# They just won't die! What to do with clippings?



## gunnerx (Mar 20, 2008)

I've had some water sprite and java fern clippings in a bucket for 2-3 weeks now untouched. And yet, the water sprite is still growing. Some parts did turn brown but a majority of it is still growing! I thought the java fern would be dead too so I was going to throw everything out but turns out they're still doing fine. What do most people here do with their clippings? Sell them? Give them away? I'm about to do a major number on my 29 gallon so I will most likely have even more. I don't think I can move stuff to my 120g anymore.


----------



## Katalyst (Jul 29, 2007)

Send them to my house, they'll be dead in a week. Guarenteed!


----------



## gunnerx (Mar 20, 2008)

Don't know if that's possible with the water sprite.  I really thought they were dead.


----------



## Ciddian (Mar 15, 2006)

Feed them to my turtle!


----------



## gunnerx (Mar 20, 2008)

Pick up only, no delivery.


----------



## Ciddian (Mar 15, 2006)

I wonder.. if you had lots of free time.. If you could blend them down and add them to a fish food?  do people do that?


----------



## Riceburner (Mar 14, 2008)

I'd try em in the JD tank....they might be gonners there.


----------



## Chris S (Dec 19, 2007)

Or throw them in the garbage =)


----------



## Katalyst (Jul 29, 2007)

Ciddian said:


> I wonder.. if you had lots of free time.. If you could blend them down and add them to a fish food?  do people do that?

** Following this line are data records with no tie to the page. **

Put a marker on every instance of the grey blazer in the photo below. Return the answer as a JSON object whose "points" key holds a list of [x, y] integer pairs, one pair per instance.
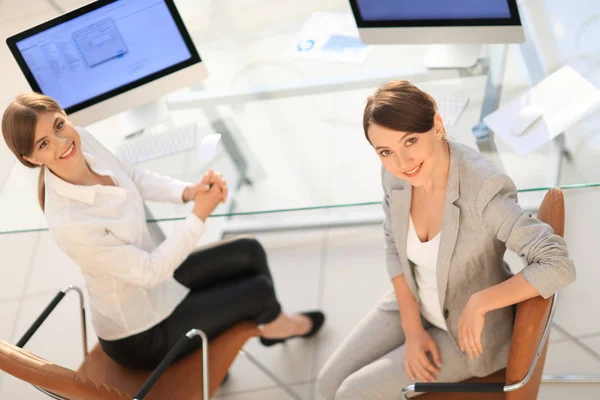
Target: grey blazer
{"points": [[481, 220]]}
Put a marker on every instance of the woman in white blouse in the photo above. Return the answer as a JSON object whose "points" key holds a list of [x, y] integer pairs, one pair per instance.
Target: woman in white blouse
{"points": [[143, 296]]}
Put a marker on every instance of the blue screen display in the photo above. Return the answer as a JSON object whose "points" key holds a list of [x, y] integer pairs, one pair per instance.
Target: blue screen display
{"points": [[386, 10], [104, 49]]}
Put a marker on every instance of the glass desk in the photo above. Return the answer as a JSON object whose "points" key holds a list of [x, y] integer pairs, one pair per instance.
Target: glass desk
{"points": [[292, 131]]}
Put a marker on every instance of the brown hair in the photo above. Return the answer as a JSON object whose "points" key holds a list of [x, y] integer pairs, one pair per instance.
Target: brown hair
{"points": [[401, 106], [18, 128]]}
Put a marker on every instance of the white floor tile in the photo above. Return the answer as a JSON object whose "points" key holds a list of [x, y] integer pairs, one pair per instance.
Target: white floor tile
{"points": [[52, 269], [593, 342], [17, 251], [566, 358], [559, 391], [13, 388], [8, 316], [303, 390], [556, 336], [58, 340], [581, 234], [355, 279], [295, 264]]}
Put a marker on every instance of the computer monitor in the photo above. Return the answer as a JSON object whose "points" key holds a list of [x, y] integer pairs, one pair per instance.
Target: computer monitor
{"points": [[108, 57], [461, 22]]}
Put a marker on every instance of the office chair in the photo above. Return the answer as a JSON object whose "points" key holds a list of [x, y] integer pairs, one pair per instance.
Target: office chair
{"points": [[100, 378], [521, 379]]}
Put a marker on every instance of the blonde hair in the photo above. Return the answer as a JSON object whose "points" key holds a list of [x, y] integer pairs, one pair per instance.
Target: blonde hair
{"points": [[18, 128]]}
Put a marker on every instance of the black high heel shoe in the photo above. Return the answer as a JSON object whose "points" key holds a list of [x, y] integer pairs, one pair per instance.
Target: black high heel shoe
{"points": [[317, 318]]}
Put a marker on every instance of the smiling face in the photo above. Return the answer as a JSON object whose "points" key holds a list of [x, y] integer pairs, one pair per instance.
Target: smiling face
{"points": [[413, 157], [57, 144]]}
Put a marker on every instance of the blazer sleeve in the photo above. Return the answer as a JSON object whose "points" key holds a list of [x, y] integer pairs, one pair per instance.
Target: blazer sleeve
{"points": [[549, 266], [393, 264]]}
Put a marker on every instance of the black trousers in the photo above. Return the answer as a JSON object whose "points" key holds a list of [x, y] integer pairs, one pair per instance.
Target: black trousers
{"points": [[230, 282]]}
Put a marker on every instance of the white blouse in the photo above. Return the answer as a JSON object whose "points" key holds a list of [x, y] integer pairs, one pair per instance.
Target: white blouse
{"points": [[424, 256], [103, 229]]}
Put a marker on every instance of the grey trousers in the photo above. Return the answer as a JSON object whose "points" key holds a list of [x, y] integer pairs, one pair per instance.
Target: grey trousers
{"points": [[369, 364]]}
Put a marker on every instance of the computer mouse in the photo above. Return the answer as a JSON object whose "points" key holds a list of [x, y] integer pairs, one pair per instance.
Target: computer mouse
{"points": [[524, 119]]}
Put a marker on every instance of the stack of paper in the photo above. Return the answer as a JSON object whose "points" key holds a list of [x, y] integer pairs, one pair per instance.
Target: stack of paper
{"points": [[564, 98]]}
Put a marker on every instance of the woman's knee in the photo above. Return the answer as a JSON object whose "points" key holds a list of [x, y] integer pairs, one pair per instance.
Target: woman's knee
{"points": [[327, 382]]}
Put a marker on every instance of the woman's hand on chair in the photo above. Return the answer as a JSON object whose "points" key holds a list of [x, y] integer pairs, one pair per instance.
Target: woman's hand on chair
{"points": [[417, 364], [470, 328]]}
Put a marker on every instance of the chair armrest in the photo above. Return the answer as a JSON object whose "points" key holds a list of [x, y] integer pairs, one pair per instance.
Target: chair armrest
{"points": [[171, 357], [48, 310], [459, 387]]}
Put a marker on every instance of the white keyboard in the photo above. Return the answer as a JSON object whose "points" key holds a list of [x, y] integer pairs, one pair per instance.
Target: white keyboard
{"points": [[450, 107], [156, 145]]}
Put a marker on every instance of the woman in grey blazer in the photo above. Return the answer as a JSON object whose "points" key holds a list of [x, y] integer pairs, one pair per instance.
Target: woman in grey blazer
{"points": [[450, 215]]}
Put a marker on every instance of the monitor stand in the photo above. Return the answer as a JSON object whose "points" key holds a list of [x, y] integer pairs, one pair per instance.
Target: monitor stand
{"points": [[133, 122], [452, 56]]}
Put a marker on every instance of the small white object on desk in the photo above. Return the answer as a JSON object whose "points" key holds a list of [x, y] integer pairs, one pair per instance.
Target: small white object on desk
{"points": [[450, 107], [525, 119], [545, 111], [151, 146]]}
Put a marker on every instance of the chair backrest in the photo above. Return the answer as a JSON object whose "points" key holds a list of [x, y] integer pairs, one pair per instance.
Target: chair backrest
{"points": [[183, 379], [532, 315], [58, 380]]}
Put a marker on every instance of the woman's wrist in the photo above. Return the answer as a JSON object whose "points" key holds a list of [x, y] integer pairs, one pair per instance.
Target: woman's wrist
{"points": [[412, 327], [185, 195], [479, 303]]}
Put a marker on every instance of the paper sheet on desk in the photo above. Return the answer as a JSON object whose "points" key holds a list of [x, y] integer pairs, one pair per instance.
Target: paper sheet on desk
{"points": [[330, 37], [565, 97]]}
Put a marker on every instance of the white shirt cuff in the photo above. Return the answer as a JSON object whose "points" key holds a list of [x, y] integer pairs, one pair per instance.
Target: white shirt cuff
{"points": [[176, 188], [195, 224]]}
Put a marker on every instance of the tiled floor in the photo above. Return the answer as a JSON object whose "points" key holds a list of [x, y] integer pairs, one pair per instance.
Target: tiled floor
{"points": [[340, 271]]}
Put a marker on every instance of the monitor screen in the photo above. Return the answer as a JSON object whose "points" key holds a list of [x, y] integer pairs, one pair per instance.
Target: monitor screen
{"points": [[103, 49], [434, 12]]}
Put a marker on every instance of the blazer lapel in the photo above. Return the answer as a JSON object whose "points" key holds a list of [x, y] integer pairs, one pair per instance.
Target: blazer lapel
{"points": [[401, 199], [450, 225]]}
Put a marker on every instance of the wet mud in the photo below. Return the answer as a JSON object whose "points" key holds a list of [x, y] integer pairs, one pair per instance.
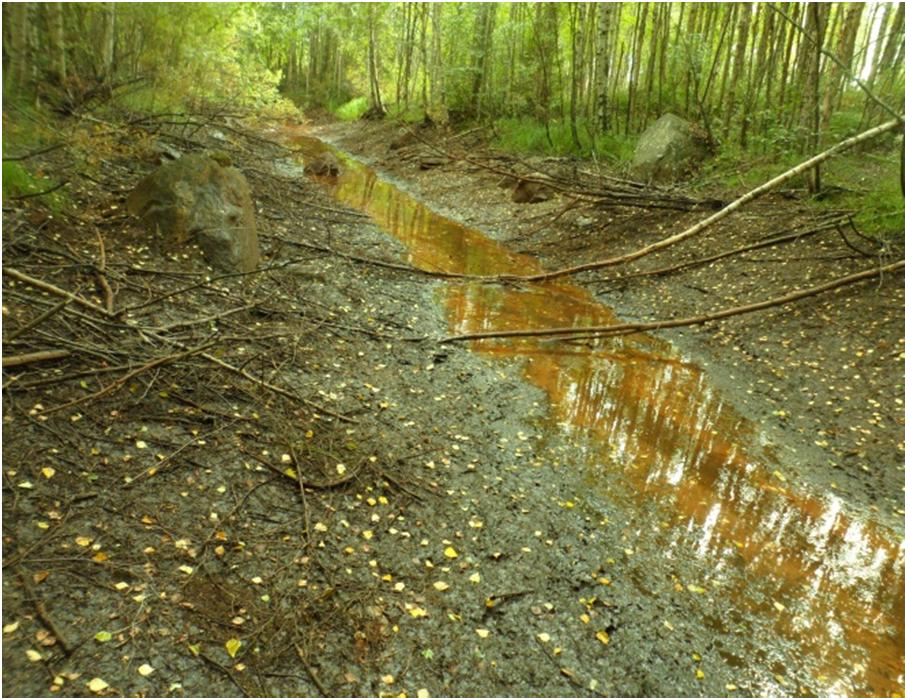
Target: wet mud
{"points": [[657, 444]]}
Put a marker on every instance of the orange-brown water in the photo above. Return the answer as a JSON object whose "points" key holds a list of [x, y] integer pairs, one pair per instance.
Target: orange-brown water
{"points": [[664, 435]]}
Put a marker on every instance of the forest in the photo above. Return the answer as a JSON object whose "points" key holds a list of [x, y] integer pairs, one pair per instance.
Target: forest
{"points": [[452, 348]]}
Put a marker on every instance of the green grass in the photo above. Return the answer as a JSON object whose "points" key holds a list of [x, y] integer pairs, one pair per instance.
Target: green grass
{"points": [[351, 110], [529, 136], [18, 181], [864, 182]]}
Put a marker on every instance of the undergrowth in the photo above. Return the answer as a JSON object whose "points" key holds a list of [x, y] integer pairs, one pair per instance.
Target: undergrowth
{"points": [[531, 136], [18, 181], [351, 110]]}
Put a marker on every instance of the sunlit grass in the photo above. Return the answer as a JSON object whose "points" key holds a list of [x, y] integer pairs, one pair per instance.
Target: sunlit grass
{"points": [[351, 110], [18, 181]]}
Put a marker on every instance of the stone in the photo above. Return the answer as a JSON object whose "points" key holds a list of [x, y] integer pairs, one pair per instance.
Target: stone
{"points": [[323, 164], [668, 150], [197, 199], [531, 192]]}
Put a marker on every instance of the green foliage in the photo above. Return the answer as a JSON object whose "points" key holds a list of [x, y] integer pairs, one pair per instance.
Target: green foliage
{"points": [[351, 110], [18, 181], [529, 136], [867, 183]]}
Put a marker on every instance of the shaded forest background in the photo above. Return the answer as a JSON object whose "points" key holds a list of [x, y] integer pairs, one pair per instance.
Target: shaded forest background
{"points": [[752, 74], [765, 82]]}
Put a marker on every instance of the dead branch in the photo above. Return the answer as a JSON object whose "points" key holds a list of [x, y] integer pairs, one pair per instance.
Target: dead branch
{"points": [[34, 357], [635, 327], [122, 380], [755, 193], [371, 261], [769, 242], [101, 272], [55, 290], [42, 613], [46, 315]]}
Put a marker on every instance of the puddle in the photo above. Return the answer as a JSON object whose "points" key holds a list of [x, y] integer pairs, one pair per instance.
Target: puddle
{"points": [[665, 437]]}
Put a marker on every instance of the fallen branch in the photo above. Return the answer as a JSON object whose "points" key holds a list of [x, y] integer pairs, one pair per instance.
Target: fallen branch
{"points": [[635, 327], [46, 315], [373, 262], [769, 242], [55, 290], [122, 380], [710, 220], [42, 613], [101, 273], [34, 357]]}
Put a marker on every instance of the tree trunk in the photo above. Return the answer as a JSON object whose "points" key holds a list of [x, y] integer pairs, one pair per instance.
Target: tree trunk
{"points": [[637, 44], [57, 40], [108, 42], [575, 32], [374, 62], [605, 31], [846, 49], [739, 62], [811, 113]]}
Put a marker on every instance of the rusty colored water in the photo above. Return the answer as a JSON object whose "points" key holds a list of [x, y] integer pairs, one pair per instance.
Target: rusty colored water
{"points": [[837, 584]]}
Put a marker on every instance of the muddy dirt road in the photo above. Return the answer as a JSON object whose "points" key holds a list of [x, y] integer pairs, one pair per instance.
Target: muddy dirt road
{"points": [[792, 588]]}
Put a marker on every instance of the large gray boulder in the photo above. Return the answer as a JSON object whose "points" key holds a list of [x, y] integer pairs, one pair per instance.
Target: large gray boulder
{"points": [[669, 149], [198, 199]]}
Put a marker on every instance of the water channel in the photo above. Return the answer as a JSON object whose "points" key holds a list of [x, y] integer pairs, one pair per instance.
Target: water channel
{"points": [[669, 440]]}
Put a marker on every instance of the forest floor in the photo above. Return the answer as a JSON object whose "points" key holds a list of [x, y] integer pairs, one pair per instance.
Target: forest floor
{"points": [[396, 517]]}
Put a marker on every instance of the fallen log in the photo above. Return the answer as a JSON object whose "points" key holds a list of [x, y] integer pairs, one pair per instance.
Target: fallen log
{"points": [[700, 226], [635, 327]]}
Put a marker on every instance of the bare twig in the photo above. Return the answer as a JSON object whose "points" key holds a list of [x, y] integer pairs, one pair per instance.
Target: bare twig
{"points": [[700, 226], [34, 357], [635, 327]]}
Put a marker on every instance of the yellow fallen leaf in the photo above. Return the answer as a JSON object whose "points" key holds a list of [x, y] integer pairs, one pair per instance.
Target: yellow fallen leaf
{"points": [[97, 685]]}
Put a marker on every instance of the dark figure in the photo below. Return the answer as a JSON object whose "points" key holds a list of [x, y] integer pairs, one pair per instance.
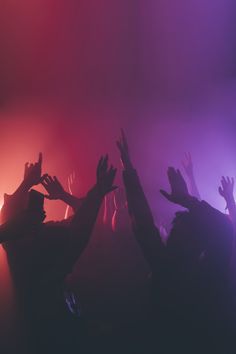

I do that with my duckweed for snail and pleco biscuits I make.


----------



## hojimoe (Mar 7, 2008)

Katalyst said:


> I do that with my duckweed for snail and pleco biscuits I make.


do you mind sending me the recipe for that? that'd be awesome!


----------



## Katalyst (Jul 29, 2007)

hojimoe said:


> do you mind sending me the recipe for that? that'd be awesome!


It involves me walking around the store tossing in veggies, whatever fish is on sale and whackloads of herbs n spices. Every time I try writing down and following a recipe it turns out terrible. When I just start chucking everything but the kitchen sink in the fish are happy and my house stinks to the high heavens for says.


----------